Driving north from the San Francisco Bay Area through the northernmost part of California, near the city of Yreka, we see a sign announcing the “State of Jefferson” on the roof of a barn. Huh? Fortunately, the Colbert Report (where I seem to get much of my news these days) explained it for me. A venture capitalist from Silicon Valley has managed to get a proposal added to the 2016 ballot to split California into six separate states, citing improved representation, governance, and competition between industries. There have been more than 220 proposals to divide California into multiple states in the last 150+ years, including at least 27 serious proposals. The State of Jefferson would include parts of northern California and southern Oregon. The name is inspired by President Thomas Jefferson, who sent the Lewis and Clark expedition into the Pacific Northwest in 1803 in the hopes of establishing an independent nation in the western portion of North America. The name is related to a much larger and long-standing independence movement to form the nation of “Cascadia,” which would include Oregon, Washington, parts of northern California, and British Columbia. The main reasons for the movement include environmentalism, bioregionalism, increased regional integration, and a national government that seems far away and unresponsive to local needs. Also inspired by the Lewis and Clark Expedition, the movement has been around since the early 19th century but seen renewed discussion in recent years. While I have yet to try Portland’s Secession Cascadian Dark Ale, a trip to Powell’s Books (one of the best bookstores in the world, hands down) has renewed my interest in the Lewis and Clark Expedition and the distinctive regional identity that can be found in the Pacific Northwest.
Inspired by ideas of discovering local heritage, we headed out along the Columbia River towards the Pacific Ocean and the Finnish American Heritage Days Folk Festival in Naselle, Washington. Located three hours from Seattle and two and a half hours from Portland, Naselle and the nearby Grays River area have strong Finnish connections dating back to the late 19th century. Just a half hour drive north of Astoria, Oregon, the area is one of the only parts of the country outside the upper Midwest (and the only area west of the Mississippi River) that has retained such a strong Finnish identity for so long. A walk down the hallway of the high school where the festival was held showed decades of class photos right up to the present with names like Saari and Wirkkala. In contrast, the Finnish community in Berkeley, California had a great influence on the city in the middle parts of the 20th century. But it proved to be a moment in time. Whereas it was still possible in the 1940s and 1950s to frequent a number of Finnish-owned businesses and only speak Finnish, and even though the co-operative movement spearheaded by Finnish immigrants forever left its mark on the identity of the city, the presence of Finns is not so visible today other than at the Finnish Hall on Chestnut St. or the Finnish Studies Program at UC Berkeley. But then California’s story in general has been one of growing too fast, with many fledgling traditions quickly being stamped out or overwhelmed by successive groups moving in. This is not necessarily a bad thing. Diversity can be healthy, and the San Francisco Bay Area is truly a unique place (could the hippie movement have happened anywhere else?), one that people from all over the world continue to seek out. Oregon and Washington, however, seem to have retained more of a cohesive narrative stemming from Lewis and Clark, encompassing various regional independence movements, and kept alive through local heritage festivals.

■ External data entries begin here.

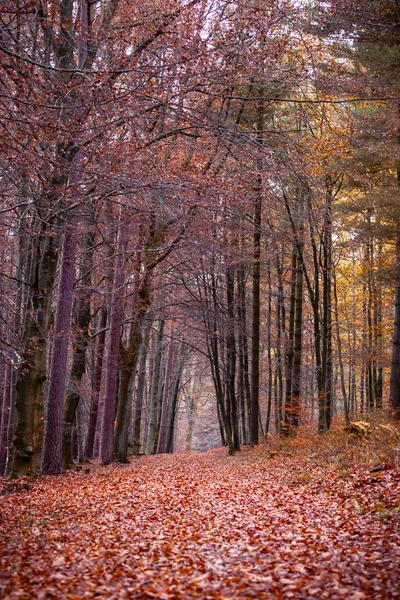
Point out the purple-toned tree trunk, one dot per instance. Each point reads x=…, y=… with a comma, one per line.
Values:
x=51, y=463
x=4, y=417
x=107, y=430
x=94, y=400
x=164, y=408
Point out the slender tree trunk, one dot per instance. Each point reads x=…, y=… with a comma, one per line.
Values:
x=96, y=385
x=79, y=353
x=255, y=340
x=51, y=463
x=394, y=394
x=231, y=359
x=164, y=402
x=140, y=388
x=152, y=427
x=107, y=429
x=172, y=406
x=129, y=358
x=31, y=375
x=4, y=416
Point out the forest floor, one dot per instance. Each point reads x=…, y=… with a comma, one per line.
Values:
x=256, y=525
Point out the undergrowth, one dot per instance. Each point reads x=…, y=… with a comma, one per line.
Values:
x=370, y=442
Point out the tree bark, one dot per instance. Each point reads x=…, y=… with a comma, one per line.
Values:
x=155, y=384
x=96, y=385
x=51, y=463
x=113, y=342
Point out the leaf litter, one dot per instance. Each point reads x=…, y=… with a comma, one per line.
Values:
x=203, y=526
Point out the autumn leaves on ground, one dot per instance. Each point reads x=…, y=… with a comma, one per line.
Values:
x=256, y=525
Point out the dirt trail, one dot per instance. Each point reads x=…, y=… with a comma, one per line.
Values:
x=201, y=526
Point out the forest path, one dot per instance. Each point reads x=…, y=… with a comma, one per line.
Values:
x=202, y=526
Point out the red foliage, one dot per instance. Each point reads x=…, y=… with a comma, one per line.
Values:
x=202, y=526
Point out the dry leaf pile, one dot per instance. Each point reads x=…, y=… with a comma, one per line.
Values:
x=203, y=526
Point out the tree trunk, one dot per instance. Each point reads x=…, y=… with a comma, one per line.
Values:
x=394, y=394
x=79, y=353
x=28, y=434
x=129, y=358
x=113, y=341
x=96, y=385
x=140, y=388
x=152, y=427
x=255, y=340
x=51, y=463
x=172, y=406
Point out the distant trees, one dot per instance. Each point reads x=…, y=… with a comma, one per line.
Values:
x=189, y=182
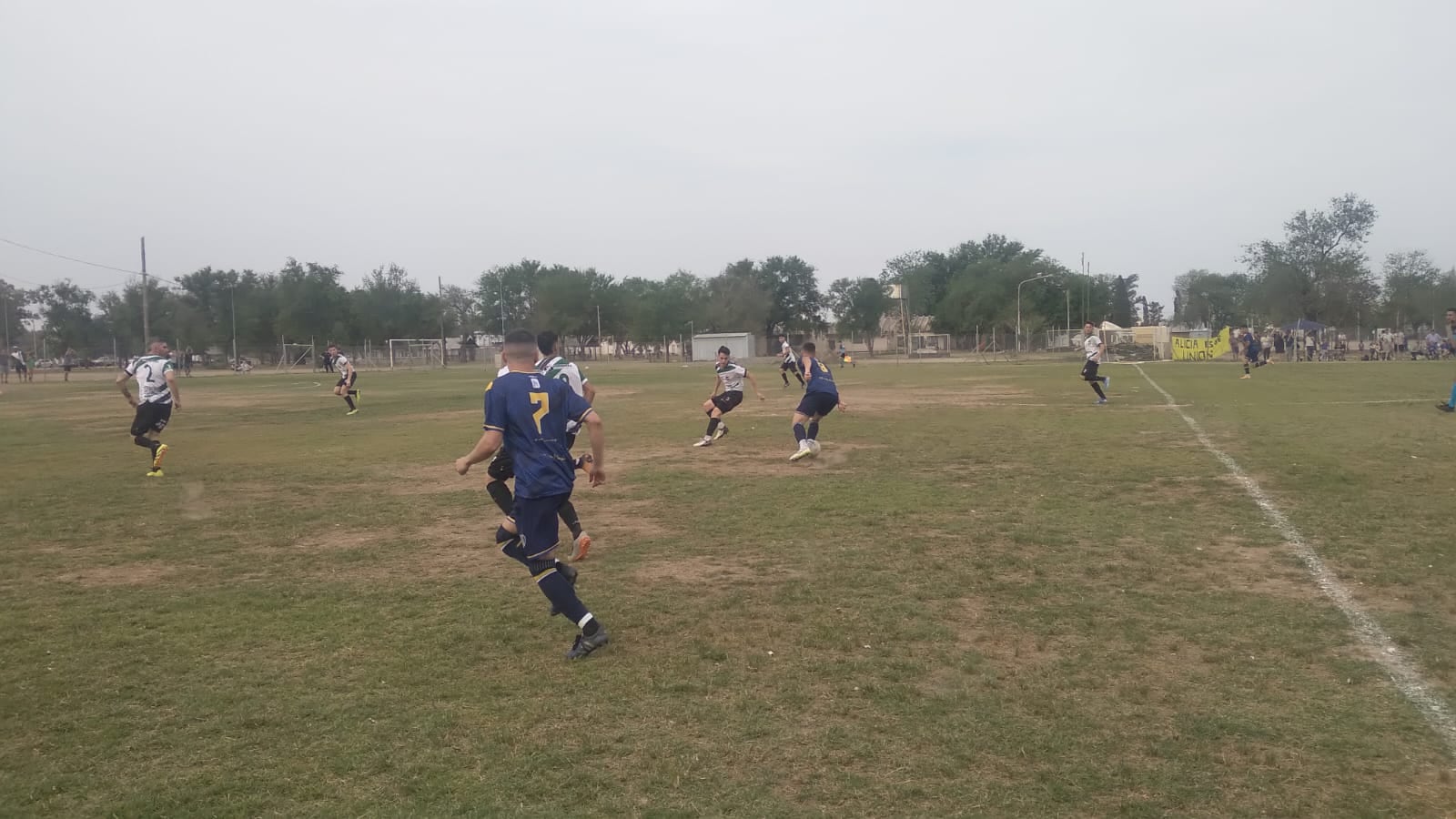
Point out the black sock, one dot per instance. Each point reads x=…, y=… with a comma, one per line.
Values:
x=511, y=545
x=501, y=494
x=568, y=516
x=560, y=592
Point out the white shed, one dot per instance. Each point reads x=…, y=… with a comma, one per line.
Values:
x=740, y=346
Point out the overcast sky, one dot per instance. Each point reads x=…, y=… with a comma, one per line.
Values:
x=647, y=136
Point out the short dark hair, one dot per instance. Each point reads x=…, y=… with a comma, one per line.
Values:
x=519, y=344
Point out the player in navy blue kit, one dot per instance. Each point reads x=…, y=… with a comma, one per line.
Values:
x=1251, y=347
x=528, y=413
x=820, y=398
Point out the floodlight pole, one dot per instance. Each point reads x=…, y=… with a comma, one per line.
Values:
x=1018, y=307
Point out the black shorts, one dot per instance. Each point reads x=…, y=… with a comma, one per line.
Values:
x=725, y=401
x=501, y=468
x=536, y=519
x=150, y=419
x=819, y=404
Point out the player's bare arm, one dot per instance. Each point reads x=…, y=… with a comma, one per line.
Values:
x=172, y=385
x=121, y=382
x=596, y=472
x=484, y=450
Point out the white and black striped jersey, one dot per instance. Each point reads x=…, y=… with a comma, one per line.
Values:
x=732, y=375
x=152, y=378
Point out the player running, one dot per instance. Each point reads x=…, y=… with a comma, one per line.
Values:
x=1451, y=336
x=790, y=363
x=1252, y=351
x=1092, y=349
x=730, y=375
x=349, y=376
x=528, y=411
x=820, y=398
x=157, y=388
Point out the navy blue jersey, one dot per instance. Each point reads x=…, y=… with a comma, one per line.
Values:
x=820, y=378
x=531, y=413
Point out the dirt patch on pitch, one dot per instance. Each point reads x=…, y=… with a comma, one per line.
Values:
x=126, y=574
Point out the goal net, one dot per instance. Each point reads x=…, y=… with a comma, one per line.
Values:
x=929, y=344
x=296, y=358
x=407, y=353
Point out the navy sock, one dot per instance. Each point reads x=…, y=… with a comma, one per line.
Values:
x=560, y=592
x=501, y=494
x=511, y=545
x=571, y=519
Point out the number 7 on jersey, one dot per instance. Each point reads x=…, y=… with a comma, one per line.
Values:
x=542, y=402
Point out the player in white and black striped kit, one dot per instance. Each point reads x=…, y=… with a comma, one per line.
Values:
x=1092, y=347
x=790, y=363
x=728, y=375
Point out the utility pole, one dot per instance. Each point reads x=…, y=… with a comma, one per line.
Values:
x=146, y=317
x=444, y=353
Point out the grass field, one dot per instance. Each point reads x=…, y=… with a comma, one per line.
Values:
x=986, y=596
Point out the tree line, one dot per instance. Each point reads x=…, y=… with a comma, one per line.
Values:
x=1318, y=270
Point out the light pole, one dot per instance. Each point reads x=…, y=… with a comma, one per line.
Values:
x=1018, y=307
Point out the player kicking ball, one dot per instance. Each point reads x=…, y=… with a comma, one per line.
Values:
x=528, y=411
x=157, y=395
x=728, y=375
x=820, y=398
x=1092, y=349
x=347, y=378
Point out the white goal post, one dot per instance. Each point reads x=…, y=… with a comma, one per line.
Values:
x=929, y=344
x=296, y=356
x=407, y=353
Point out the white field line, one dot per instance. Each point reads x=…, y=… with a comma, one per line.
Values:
x=1402, y=671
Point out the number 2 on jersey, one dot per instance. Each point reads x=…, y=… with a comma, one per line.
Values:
x=542, y=402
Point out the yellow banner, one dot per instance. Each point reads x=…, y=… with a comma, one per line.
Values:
x=1203, y=349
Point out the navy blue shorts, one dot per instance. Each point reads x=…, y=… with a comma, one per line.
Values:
x=819, y=402
x=538, y=523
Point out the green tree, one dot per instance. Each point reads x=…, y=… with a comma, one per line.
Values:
x=312, y=302
x=1412, y=290
x=858, y=305
x=1125, y=292
x=1320, y=270
x=1212, y=299
x=69, y=319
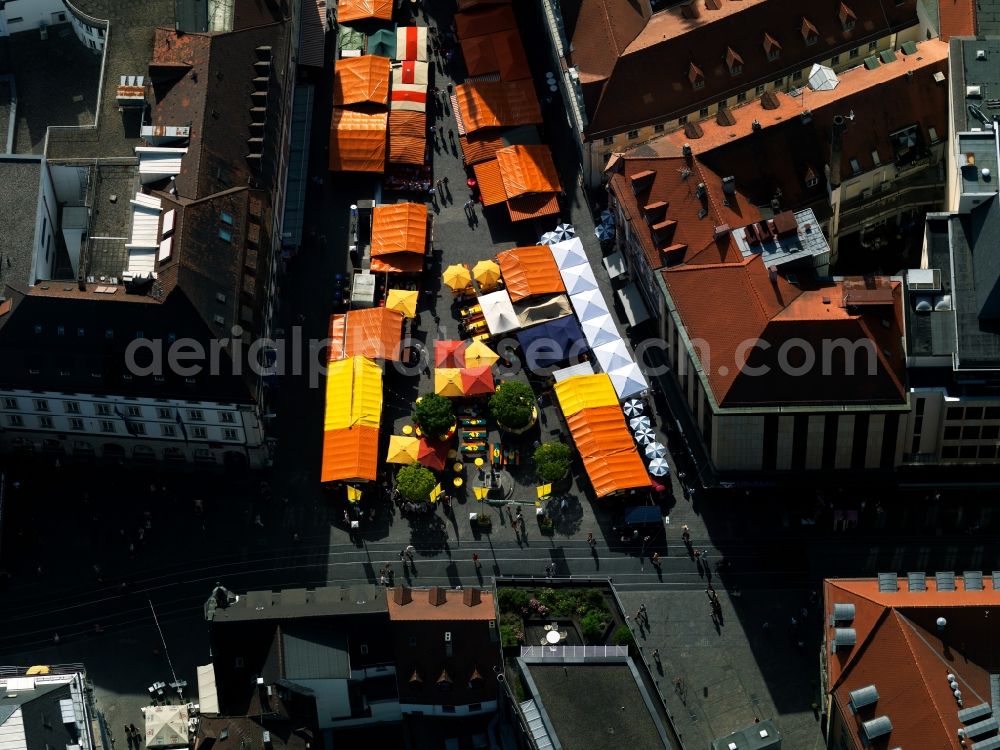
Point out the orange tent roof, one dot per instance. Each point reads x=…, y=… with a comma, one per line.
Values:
x=350, y=454
x=489, y=182
x=616, y=472
x=399, y=228
x=527, y=169
x=500, y=52
x=485, y=20
x=528, y=271
x=404, y=122
x=359, y=10
x=357, y=141
x=358, y=80
x=493, y=104
x=398, y=263
x=532, y=206
x=374, y=332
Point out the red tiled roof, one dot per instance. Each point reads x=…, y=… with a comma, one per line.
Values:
x=900, y=650
x=775, y=311
x=646, y=79
x=956, y=18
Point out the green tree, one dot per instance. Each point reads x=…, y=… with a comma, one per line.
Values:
x=512, y=405
x=415, y=483
x=434, y=414
x=552, y=461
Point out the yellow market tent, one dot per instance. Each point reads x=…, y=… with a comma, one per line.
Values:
x=403, y=449
x=487, y=274
x=585, y=392
x=402, y=300
x=478, y=354
x=353, y=394
x=456, y=277
x=448, y=382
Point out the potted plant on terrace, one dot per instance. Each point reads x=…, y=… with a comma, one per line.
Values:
x=513, y=406
x=435, y=416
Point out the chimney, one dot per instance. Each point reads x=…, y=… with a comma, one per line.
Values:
x=836, y=147
x=655, y=212
x=642, y=180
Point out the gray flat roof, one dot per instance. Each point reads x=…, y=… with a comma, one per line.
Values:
x=19, y=183
x=978, y=152
x=293, y=603
x=595, y=705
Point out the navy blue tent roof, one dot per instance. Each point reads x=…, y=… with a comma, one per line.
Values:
x=552, y=343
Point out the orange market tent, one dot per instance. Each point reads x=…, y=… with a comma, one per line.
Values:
x=357, y=141
x=526, y=169
x=360, y=10
x=361, y=80
x=373, y=332
x=496, y=104
x=500, y=52
x=528, y=271
x=399, y=228
x=484, y=20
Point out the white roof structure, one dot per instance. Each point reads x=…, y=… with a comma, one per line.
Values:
x=600, y=330
x=628, y=380
x=569, y=253
x=578, y=279
x=589, y=305
x=499, y=312
x=613, y=355
x=145, y=243
x=584, y=368
x=158, y=162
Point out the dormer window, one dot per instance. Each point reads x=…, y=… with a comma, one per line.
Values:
x=734, y=62
x=847, y=17
x=771, y=47
x=696, y=77
x=809, y=33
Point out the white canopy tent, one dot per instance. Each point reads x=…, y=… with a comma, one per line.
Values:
x=628, y=380
x=499, y=312
x=600, y=330
x=569, y=253
x=613, y=356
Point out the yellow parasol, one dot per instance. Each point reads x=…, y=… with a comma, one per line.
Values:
x=477, y=354
x=456, y=277
x=448, y=382
x=402, y=449
x=402, y=300
x=487, y=273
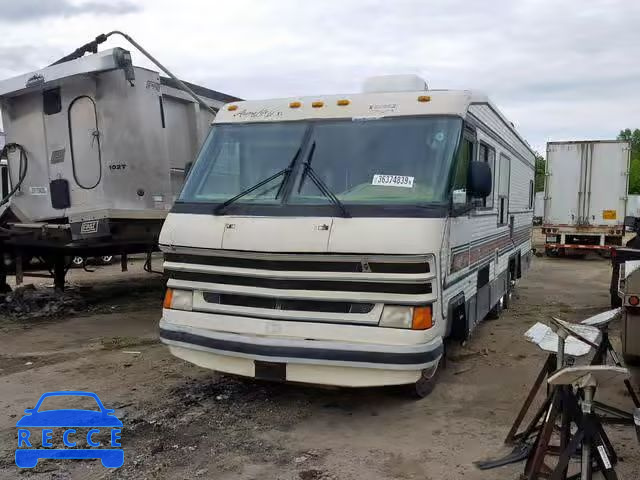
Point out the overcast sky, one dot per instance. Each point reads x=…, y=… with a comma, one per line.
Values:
x=558, y=69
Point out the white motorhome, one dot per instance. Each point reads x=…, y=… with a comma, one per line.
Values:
x=339, y=239
x=586, y=183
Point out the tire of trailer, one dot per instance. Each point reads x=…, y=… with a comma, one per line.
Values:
x=631, y=360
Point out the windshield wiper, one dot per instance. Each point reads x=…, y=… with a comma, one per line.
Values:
x=285, y=171
x=324, y=189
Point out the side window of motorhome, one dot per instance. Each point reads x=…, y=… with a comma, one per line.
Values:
x=460, y=181
x=504, y=173
x=486, y=154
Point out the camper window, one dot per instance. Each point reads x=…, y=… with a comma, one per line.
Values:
x=486, y=154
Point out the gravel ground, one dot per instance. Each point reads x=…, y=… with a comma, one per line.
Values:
x=181, y=421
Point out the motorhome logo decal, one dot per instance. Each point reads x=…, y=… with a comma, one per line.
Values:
x=38, y=190
x=89, y=227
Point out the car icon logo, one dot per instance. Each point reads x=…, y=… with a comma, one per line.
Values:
x=69, y=426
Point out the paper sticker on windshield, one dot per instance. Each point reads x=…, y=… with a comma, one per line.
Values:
x=392, y=180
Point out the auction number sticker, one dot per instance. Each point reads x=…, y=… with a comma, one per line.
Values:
x=392, y=180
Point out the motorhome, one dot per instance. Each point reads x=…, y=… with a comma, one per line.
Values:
x=339, y=239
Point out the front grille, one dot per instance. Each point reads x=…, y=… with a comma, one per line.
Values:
x=345, y=279
x=287, y=304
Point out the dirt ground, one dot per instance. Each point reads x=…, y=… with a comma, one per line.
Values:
x=183, y=422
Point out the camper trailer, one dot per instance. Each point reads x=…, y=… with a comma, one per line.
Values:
x=99, y=149
x=339, y=239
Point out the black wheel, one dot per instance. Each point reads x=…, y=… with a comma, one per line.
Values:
x=427, y=381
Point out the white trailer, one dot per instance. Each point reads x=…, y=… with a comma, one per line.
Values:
x=339, y=239
x=97, y=149
x=585, y=195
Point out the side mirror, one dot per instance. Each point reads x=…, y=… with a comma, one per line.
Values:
x=480, y=180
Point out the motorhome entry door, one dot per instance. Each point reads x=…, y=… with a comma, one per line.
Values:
x=84, y=139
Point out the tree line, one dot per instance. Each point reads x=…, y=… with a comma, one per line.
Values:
x=631, y=136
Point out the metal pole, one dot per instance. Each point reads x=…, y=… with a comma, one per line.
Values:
x=165, y=70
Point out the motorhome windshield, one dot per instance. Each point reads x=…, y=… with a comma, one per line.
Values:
x=388, y=161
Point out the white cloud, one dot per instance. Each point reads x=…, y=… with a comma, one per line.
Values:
x=559, y=70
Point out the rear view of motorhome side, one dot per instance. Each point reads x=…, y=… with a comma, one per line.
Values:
x=338, y=239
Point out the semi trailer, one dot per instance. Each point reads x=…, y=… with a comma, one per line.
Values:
x=585, y=196
x=339, y=239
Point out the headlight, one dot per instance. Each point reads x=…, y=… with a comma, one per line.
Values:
x=178, y=299
x=415, y=318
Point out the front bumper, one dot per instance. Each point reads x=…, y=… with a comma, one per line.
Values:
x=327, y=362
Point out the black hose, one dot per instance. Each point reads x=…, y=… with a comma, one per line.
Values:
x=24, y=164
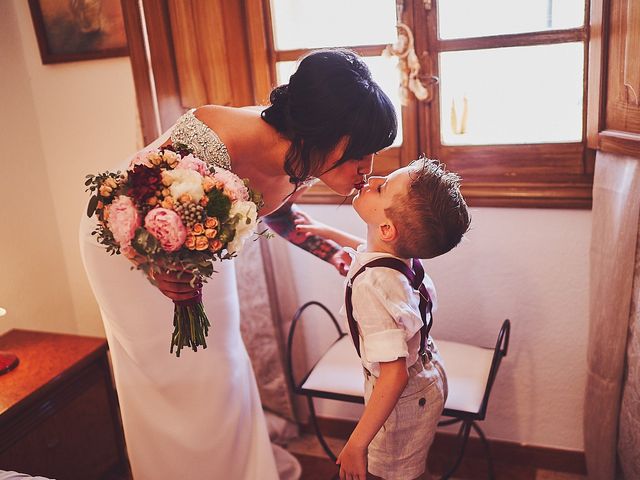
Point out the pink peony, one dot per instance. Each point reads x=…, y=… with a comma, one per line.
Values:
x=167, y=227
x=189, y=162
x=123, y=219
x=234, y=187
x=140, y=158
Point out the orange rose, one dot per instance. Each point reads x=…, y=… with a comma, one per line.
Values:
x=215, y=245
x=202, y=243
x=190, y=242
x=208, y=184
x=167, y=203
x=105, y=190
x=211, y=222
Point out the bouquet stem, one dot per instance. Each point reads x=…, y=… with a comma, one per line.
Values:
x=190, y=325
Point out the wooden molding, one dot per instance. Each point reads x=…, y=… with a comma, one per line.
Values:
x=622, y=143
x=596, y=71
x=559, y=460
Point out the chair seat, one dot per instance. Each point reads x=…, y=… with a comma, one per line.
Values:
x=339, y=371
x=467, y=368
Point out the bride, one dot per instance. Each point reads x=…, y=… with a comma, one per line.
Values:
x=199, y=416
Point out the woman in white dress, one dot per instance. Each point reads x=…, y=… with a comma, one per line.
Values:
x=199, y=416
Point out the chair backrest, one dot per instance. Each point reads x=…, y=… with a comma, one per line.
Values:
x=292, y=330
x=502, y=345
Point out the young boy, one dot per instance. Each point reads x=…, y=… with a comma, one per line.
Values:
x=415, y=212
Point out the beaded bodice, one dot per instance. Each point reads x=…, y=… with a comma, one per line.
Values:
x=196, y=135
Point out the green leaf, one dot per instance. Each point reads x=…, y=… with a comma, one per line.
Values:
x=93, y=204
x=219, y=205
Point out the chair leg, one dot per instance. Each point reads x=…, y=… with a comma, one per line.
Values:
x=463, y=437
x=487, y=450
x=321, y=439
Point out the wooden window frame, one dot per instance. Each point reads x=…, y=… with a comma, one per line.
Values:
x=539, y=175
x=554, y=175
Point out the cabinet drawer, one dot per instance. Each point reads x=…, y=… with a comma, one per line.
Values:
x=70, y=435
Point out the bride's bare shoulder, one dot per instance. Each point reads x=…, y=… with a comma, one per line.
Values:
x=219, y=116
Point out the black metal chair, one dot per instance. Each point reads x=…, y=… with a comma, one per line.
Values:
x=471, y=372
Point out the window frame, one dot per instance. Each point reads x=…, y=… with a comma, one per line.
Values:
x=552, y=175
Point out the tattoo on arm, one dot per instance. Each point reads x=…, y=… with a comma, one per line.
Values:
x=282, y=223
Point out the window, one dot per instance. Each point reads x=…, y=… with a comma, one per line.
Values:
x=508, y=110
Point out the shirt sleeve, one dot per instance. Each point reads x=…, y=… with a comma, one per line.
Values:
x=387, y=312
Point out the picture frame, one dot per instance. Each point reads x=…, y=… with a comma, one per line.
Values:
x=73, y=30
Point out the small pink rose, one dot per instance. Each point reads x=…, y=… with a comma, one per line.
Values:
x=141, y=158
x=234, y=187
x=123, y=219
x=167, y=227
x=189, y=162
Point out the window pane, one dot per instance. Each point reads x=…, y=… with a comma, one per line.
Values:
x=475, y=18
x=384, y=71
x=332, y=23
x=513, y=95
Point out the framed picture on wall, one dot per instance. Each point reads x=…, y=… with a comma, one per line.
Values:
x=71, y=30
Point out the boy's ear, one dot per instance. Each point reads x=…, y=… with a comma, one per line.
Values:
x=388, y=232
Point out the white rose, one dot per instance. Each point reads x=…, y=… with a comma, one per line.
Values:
x=247, y=219
x=185, y=181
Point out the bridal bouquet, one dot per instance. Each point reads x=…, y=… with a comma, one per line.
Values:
x=172, y=212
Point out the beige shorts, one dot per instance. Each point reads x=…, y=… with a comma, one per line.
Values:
x=399, y=450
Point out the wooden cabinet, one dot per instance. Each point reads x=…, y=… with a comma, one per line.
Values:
x=58, y=409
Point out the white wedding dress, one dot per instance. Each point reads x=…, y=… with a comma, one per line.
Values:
x=194, y=417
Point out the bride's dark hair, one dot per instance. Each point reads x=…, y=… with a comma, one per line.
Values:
x=331, y=95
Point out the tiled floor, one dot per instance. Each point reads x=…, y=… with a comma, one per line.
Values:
x=317, y=466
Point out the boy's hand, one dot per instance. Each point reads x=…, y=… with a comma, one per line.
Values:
x=308, y=226
x=353, y=463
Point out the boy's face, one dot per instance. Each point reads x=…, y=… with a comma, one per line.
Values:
x=379, y=193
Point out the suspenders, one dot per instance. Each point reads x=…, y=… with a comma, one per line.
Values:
x=415, y=277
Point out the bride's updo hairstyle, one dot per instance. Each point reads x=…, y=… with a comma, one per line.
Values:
x=331, y=95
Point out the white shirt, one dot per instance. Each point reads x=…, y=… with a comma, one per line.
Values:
x=386, y=309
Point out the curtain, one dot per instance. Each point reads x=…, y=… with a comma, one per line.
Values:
x=613, y=325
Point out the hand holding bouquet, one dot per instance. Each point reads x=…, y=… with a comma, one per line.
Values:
x=171, y=213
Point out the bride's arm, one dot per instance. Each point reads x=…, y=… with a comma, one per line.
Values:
x=321, y=240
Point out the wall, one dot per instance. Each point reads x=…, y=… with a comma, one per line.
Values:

When I think back on Finnfest 1986 (and getting humiliated on the track in a fun run with Lasse Viren) and Suomi Seura activities in Hämeenlinna, Finland in 1988 and in Fitchburg, Massachusetts in 1990, I realize how much has changed in the way heritage and ethnic identity are exhibited and negotiated. Even as late as the early 1990s, Finland’s Los Angeles Consulate General said to a friend of mine (after an independence day celebration at the Berkeley Finnish Hall) that she hoped many of the Finnish Americans in attendance never returned to Finland because the Finland they remembered and celebrated no longer existed. Berkeley’s Finnish community was indeed a community divided throughout much of the 20th century, with members of the Finnish white hall not associating with members of the red hall. When my dad one time tried to grow a beard and it came in red, his mother would not let him into the house until he shaved his “Russian” beard. But many of the old enmities that Finns brought over from Finland dividing church Finns from socialist Finns have died out with successive generations. Better travel possibilities and especially the Internet have made it so that Finnish Americans and Finns can meet more easily and trade ideas and stories. I recently wrote an article about how the relief efforts in the years around World War II challenged the long-standing divides between different Finnish emigrant groups and facilitated acculturation efforts and another article about how travel and tourism in the 20th century kept contacts alive between Finnish Americans and Finnish Canadians and people in Finland. But in the latter case it was always privileged groups that could make such trips. The festival in Naselle reminded me just how easy it is now to form such transnational connections, with relief efforts replaced by Internet sales and package tours designed specifically for first-generation Finnish Americans and Finnish Canadians replaced by a vast array of new personal connections.